The Explanatory Memorandum to Notification 54 reinforces this policy intent, stating that the GAAR is not intended to apply where gains arise from the transfer of pre-1 April 2017 investments.

What the Amendment May Not Change
One reading of the amendment to the GAAR rules is that it creates a clear, explicit carve-out: gains from the transfer of investments made before 1 April 2017 fall outside the scope of the GAAR and, in the absence of the GAAR, a TRC could be viewed as conclusive for entitlement to treaty benefits.

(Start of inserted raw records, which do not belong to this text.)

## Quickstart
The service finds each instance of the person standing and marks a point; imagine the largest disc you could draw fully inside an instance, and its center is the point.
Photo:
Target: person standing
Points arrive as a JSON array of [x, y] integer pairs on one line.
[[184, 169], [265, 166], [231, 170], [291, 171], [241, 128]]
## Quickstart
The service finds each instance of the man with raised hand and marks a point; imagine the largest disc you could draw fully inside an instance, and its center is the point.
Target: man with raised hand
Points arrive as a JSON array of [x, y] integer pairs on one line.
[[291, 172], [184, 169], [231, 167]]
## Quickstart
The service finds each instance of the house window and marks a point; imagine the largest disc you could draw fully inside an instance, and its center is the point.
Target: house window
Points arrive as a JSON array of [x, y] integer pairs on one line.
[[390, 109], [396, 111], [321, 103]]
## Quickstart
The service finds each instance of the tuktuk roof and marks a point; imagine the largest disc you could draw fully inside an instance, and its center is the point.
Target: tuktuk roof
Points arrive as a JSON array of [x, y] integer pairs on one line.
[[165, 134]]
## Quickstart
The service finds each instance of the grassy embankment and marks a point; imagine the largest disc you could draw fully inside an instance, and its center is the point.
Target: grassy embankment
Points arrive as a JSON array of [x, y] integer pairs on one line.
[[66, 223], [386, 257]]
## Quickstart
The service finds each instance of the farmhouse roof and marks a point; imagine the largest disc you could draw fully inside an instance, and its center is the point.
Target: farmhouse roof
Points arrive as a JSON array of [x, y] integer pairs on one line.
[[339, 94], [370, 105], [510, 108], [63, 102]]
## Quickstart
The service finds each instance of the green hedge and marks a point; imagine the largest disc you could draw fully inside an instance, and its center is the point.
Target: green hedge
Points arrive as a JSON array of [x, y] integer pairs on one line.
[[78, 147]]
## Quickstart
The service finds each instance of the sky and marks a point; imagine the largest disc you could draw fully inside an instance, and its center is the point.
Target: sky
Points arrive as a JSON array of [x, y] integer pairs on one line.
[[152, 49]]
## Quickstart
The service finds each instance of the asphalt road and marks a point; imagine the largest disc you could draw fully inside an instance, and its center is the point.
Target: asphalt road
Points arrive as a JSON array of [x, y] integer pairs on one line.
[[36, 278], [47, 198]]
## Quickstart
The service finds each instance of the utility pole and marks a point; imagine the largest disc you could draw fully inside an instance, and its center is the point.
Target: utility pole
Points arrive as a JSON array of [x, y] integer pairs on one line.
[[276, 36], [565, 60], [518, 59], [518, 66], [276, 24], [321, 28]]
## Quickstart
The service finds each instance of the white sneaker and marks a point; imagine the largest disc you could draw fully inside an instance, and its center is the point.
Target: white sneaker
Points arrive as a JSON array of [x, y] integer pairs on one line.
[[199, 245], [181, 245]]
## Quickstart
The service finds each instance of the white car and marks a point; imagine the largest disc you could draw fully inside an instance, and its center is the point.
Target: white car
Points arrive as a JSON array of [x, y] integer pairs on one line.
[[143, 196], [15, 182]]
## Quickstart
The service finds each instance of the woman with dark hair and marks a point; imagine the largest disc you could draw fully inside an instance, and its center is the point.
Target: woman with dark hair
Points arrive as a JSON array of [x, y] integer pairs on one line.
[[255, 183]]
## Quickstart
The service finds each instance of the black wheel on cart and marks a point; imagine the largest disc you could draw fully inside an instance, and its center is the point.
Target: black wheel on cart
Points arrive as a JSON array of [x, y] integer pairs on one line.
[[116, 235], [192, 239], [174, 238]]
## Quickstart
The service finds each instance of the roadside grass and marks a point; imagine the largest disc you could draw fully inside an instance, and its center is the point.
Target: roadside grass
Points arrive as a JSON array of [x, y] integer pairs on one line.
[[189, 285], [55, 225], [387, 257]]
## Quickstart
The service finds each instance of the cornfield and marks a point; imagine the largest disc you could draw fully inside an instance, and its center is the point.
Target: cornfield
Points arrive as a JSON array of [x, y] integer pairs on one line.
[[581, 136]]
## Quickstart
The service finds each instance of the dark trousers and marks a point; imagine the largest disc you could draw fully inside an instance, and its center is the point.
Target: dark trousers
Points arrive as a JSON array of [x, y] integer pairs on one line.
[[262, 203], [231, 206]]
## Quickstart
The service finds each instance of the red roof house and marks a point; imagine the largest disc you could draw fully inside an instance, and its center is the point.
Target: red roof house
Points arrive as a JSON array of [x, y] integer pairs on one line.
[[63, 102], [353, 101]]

However, a more cautious interpretation is equally plausible. The amendments are narrowly targeted at the GAAR and do not disturb the broader legal framework governing treaty entitlement or anti-avoidance. The principles articulated by the Supreme Court therefore continue to have relevance. In particular:
  • The conclusiveness of a TRC for treaty entitlement remains open to interpretation.
  • The tax authorities may still examine commercial substance where warranted.
  • Judicial anti-avoidance principles continue to operate alongside statutory provisions.
  • The principal purpose test under the Multilateral Instrument applies independent of the GAAR.
Further, while landmark Supreme Court decisions such as Azadi Bachao Andolan and Vodafone International remain good law, their application must now be considered in light of subsequent legislative changes and the interpretative guidance emerging from the Tiger Global decision.

BDO Perspective
For foreign private equity and venture capital investors holding pre-1 April 2017 investments, the amendment provides meaningful comfort: the GAAR should not apply to gains arising on exit. That said, this does not eliminate scrutiny on questions of commercial substance, tax treaty entitlement or judicial anti- avoidance. Future judicial or administrative developments may further refine the landscape.

For investments made on or after 1 April 2017, anti-avoidance rules apply from inception. Each element of the structure—including jurisdictional choice, holding arrangements and exit strategy—must withstand scrutiny based on demonstrable genuine commercial purpose and economic substance.

Documentation remains critical. Contemporaneous records of investment rationale, governance processes, decision-making authority, and local operational or economic substance will be central to supporting treaty claims and managing dispute risk.